Riverside Realtor Blog - Alma Dizon

Alma shares her experiences and observations as a Realtor in Riverside California.

Wednesday, March 22, 2006

Moreno Valley Statistics from the past 60 days

As of this evening there are a total of 975 residential properties with an average price of $433,340 available in Moreno Valley according the IMRMLS. This average is about $100k less than the average in Riverside, which is roughly the usual gap between the two cities over the past couple of years.

As in other cities in the area, the average price of expired listings from the past 60 days is below the average of the available ones. Since 1/21/06, 277 listings have expired with an average value of $423,393. In other words, sellers (and their agents) are not learning from the expired listings but are instead continuing to price listings as if the market were still experiencing the sharp rise of the past 2 springs.

The sluggish market is most easily understood when comparing the high price tags of available properties with the much lower cost of those pending and sold. The overall count for pending sales of houses and condos since 1/21/06 is 355 with an average price of $385,509. (In addition, there are 72 taking back-up offers with an average of $394,560, but I can't limit the time parameter). The sold count from the same time period is 373 at $384,905 after an average of 46 days on market. The average value of the closed sales is very close to that of the pending sales, but the breakdown by bedroom count, shown below, reveals to what extent the market is still being forced upward.

When broken down by bedroom count, the figures for available listings are as follows:
2 or fewer bedrooms: 57 available with an average price of $359,833 and an average of 45 days on market. (This average price was pushed up by several that have large lots where the value is in the land.)
3 bedrooms: 383, $389,241, 49 days on market
4 or more bedrooms: 532, $473,866, 54 days on market
2 or fewer bedrooms: 3, $273,300, 16 days on market
(The high average price of the condos has to do with 2 of them being in a new complex that is priced about 90k over the typical Mo Val condo built in the early 1980s.)

The sold properties since 1/21/06 tell in very clear terms what buyers have chosen to pay for housing. Broken down by bedroom count, the figures are:
2 or fewer bedrooms: 35, $278,825, 33 days on market. (The average price of these homes is a much better reflection of the starter home market than that of the available 2-bedroom homes above.)
3 bedroom: 147, $364,305, 45 days on market
4 or more bedrooms: 186, $425,966, 51 days on market. (The increase in time on the market noticeably mirrors the higher price of each successive category.)
2 or fewer bedrooms: 5, $205,600, 18 days on market. (Unlike the available condos, these sold properties are more what buyers expect to find in Mo Val.)

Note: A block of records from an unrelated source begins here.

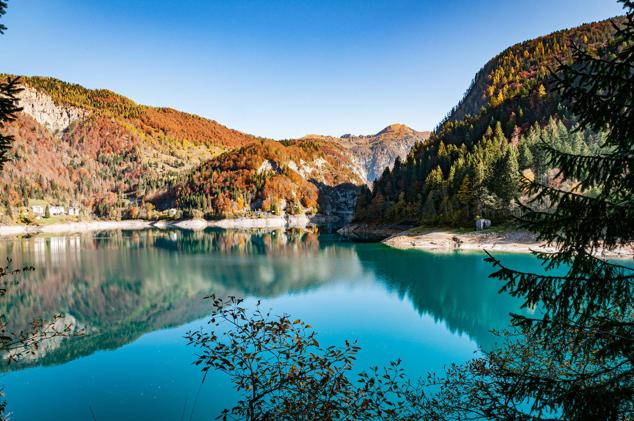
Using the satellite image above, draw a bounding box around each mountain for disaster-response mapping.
[355,17,624,226]
[305,124,431,184]
[0,77,425,222]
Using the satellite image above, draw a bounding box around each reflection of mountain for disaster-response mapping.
[0,231,517,368]
[350,245,528,346]
[0,231,362,368]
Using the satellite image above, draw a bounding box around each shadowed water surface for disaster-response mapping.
[0,230,537,421]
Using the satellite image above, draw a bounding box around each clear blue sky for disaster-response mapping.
[0,0,621,138]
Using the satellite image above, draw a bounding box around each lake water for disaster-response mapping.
[0,230,536,421]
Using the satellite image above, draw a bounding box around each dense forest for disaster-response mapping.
[0,77,257,222]
[0,75,422,223]
[355,18,623,225]
[168,139,363,218]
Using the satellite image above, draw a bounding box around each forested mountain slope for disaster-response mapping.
[355,18,623,225]
[0,77,424,222]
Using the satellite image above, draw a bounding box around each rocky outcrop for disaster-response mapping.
[337,224,410,242]
[19,86,87,133]
[305,124,430,185]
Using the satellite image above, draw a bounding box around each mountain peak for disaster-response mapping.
[375,123,416,136]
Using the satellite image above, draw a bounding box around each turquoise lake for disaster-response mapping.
[0,230,537,421]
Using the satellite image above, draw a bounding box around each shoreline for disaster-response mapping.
[382,229,634,259]
[0,215,346,237]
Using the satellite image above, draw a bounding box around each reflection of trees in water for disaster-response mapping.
[0,231,362,367]
[0,230,516,370]
[357,246,528,347]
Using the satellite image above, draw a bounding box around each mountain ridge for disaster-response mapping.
[0,75,428,221]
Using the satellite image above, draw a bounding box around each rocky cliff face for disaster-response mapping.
[305,124,431,185]
[19,86,88,133]
[0,77,428,221]
[342,124,430,183]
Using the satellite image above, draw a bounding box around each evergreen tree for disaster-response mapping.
[495,145,520,204]
[437,5,634,420]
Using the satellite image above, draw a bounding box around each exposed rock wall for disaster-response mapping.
[19,86,87,133]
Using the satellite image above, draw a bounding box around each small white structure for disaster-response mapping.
[48,206,66,216]
[31,205,44,216]
[476,218,491,231]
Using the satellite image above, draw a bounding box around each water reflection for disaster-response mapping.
[0,230,526,370]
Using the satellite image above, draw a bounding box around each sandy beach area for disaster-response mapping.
[383,230,634,259]
[0,215,344,236]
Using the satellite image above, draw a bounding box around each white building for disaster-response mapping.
[31,205,44,216]
[48,206,66,216]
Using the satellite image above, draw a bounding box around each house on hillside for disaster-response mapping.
[48,206,66,216]
[31,205,45,216]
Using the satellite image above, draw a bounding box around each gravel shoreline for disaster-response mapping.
[0,215,338,236]
[383,230,634,259]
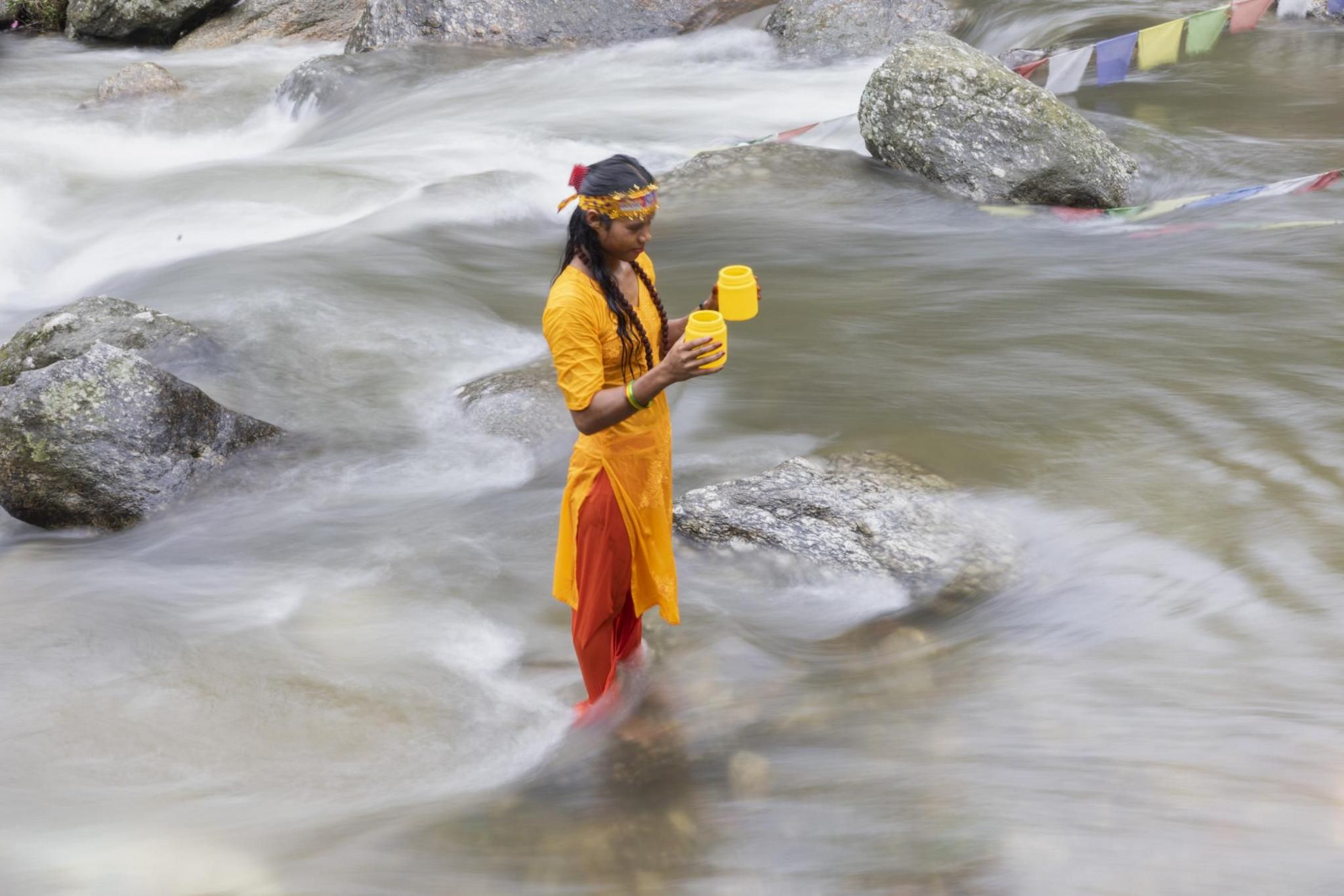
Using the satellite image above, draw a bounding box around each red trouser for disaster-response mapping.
[570,470,640,705]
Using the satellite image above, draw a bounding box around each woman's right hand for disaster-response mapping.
[659,336,723,383]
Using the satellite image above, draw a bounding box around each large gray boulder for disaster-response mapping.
[672,451,1016,609]
[345,0,770,52]
[172,0,366,50]
[765,0,961,59]
[0,342,281,531]
[276,52,359,117]
[66,0,234,45]
[0,296,217,386]
[89,62,186,102]
[457,357,576,447]
[859,31,1139,208]
[1307,0,1344,22]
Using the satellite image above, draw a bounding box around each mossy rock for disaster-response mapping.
[0,342,281,531]
[0,296,209,386]
[859,31,1139,208]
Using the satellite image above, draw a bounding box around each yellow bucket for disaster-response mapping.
[719,264,758,321]
[682,306,728,367]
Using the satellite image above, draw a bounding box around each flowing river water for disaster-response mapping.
[0,7,1344,896]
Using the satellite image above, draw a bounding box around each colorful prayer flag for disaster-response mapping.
[1295,171,1344,193]
[1139,19,1185,71]
[1186,186,1265,208]
[1097,33,1134,87]
[1228,0,1274,33]
[1045,45,1097,96]
[1185,7,1227,56]
[1013,56,1049,78]
[774,121,821,144]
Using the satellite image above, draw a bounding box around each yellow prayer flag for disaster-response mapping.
[980,205,1036,218]
[1139,19,1185,71]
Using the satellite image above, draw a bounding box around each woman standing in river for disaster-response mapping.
[541,156,722,713]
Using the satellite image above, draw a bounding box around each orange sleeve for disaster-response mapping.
[541,295,605,411]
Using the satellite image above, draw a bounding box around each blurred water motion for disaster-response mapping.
[0,9,1344,896]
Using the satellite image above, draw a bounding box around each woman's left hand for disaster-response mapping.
[700,277,765,312]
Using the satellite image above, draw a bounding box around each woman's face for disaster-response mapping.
[587,211,656,262]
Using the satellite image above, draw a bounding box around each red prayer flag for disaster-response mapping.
[1049,205,1106,220]
[1295,171,1340,193]
[1013,56,1049,78]
[1228,0,1274,33]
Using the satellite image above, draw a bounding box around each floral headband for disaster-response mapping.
[555,165,659,219]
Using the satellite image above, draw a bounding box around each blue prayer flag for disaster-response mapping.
[1097,32,1139,87]
[1185,184,1265,208]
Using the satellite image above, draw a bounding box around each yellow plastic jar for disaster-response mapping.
[681,306,728,367]
[719,264,758,321]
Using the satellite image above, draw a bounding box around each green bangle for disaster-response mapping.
[625,380,649,411]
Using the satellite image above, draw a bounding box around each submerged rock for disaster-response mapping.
[859,31,1139,208]
[66,0,234,45]
[345,0,770,52]
[0,342,282,531]
[96,62,186,102]
[173,0,364,50]
[0,296,214,386]
[276,52,356,115]
[999,47,1049,68]
[1307,0,1344,22]
[673,451,1016,607]
[659,142,872,196]
[765,0,959,59]
[457,357,576,446]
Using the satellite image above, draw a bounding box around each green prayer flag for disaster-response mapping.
[1185,7,1227,55]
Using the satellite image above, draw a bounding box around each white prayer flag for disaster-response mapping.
[1045,45,1097,96]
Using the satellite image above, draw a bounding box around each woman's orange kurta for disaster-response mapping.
[541,255,681,624]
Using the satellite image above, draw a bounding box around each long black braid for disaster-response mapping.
[556,156,668,379]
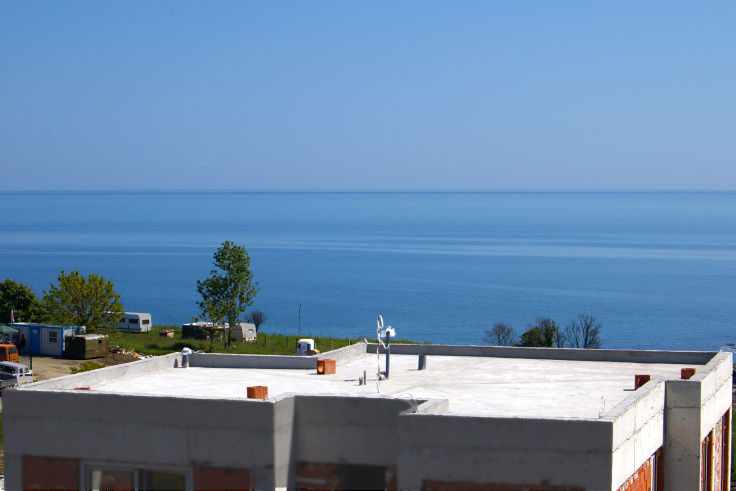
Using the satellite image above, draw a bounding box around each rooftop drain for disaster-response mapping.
[248,385,268,399]
[634,375,652,390]
[317,359,337,375]
[680,368,695,380]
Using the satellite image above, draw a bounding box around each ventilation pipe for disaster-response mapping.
[181,348,192,368]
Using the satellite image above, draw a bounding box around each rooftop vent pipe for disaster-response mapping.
[680,368,695,380]
[181,348,192,368]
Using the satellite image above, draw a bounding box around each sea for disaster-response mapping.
[0,191,736,350]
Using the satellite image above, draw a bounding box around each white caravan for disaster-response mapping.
[230,322,256,343]
[118,312,151,332]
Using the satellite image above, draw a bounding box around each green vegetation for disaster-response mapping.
[197,240,258,351]
[43,270,123,333]
[483,314,603,349]
[0,278,43,323]
[69,361,105,373]
[115,326,380,355]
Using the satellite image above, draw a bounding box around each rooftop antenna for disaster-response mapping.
[376,314,396,380]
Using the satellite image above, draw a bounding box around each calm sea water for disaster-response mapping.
[0,192,736,349]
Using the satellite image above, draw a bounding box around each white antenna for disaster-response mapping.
[376,314,396,391]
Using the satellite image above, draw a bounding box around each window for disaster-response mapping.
[86,466,188,491]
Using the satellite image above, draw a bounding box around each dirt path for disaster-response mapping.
[26,356,85,382]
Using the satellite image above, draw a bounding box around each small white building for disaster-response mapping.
[230,322,256,343]
[118,312,151,332]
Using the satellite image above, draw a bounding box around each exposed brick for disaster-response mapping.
[618,454,656,491]
[22,455,80,490]
[248,385,268,399]
[422,479,585,491]
[317,358,337,375]
[193,465,253,491]
[634,375,652,390]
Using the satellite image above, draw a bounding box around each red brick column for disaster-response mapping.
[22,455,81,490]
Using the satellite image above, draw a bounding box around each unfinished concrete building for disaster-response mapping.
[3,343,732,491]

Similar to the sold properties, the homes that are pending since 1/21/06 have much lower prices and demonstrate that buyers are going after the listings that cost less. The breakdown by bedroom is as follows:
2 or fewer bedrooms: 31, $290,600, 32 days on market.
3 bedrooms: 170, $367,128, 44 days on market. (Of all the pending categories, this is the one that comes closest to the average of current available properties and has to do with the ratio of pending to available properties. Basically, more of these properties are getting bought up, so buyers are being forced upward in this size range more than in the others.)
4 or more bedrooms: 151, $429,141, 45 days on market
2 or fewer bedrooms: 1, $210,000, 19 days on market
3 bedrooms: 2, $212,500, 43 days on market.
As always, we’ll have to wait for these pending sales to close before we know for sure how much higher the accepted offers were than the current closed sales, assuming that these properties appraise.

The data appears better with this search than my recent San Bernardino search, but then I generally find that I get better data for Riverside and Moreno Valley. The numbers can be thrown off by agents who put in the wrong code although this happens less for Moreno Valley, possibly because agents would rather make their desert listings appear like bargains by putting them in more expensive cities, such as Riverside. (Agents tend to put high desert listings under the S.B. code just because many of those towns don’t have their own specific code in the IMRMLS.) I only went back to 1/21/06 for pending sales to rule out any sales that actually have closed but haven’t been marked as such. The breakdown for properties in escrow that are taking back-up offers was left out because the IMRMLS won’t let me combine them with those pending and also because there’s no way to limit the date. The search was limited to the IMRMLS and excludes for sale by owners and properties that were only listed in other boards.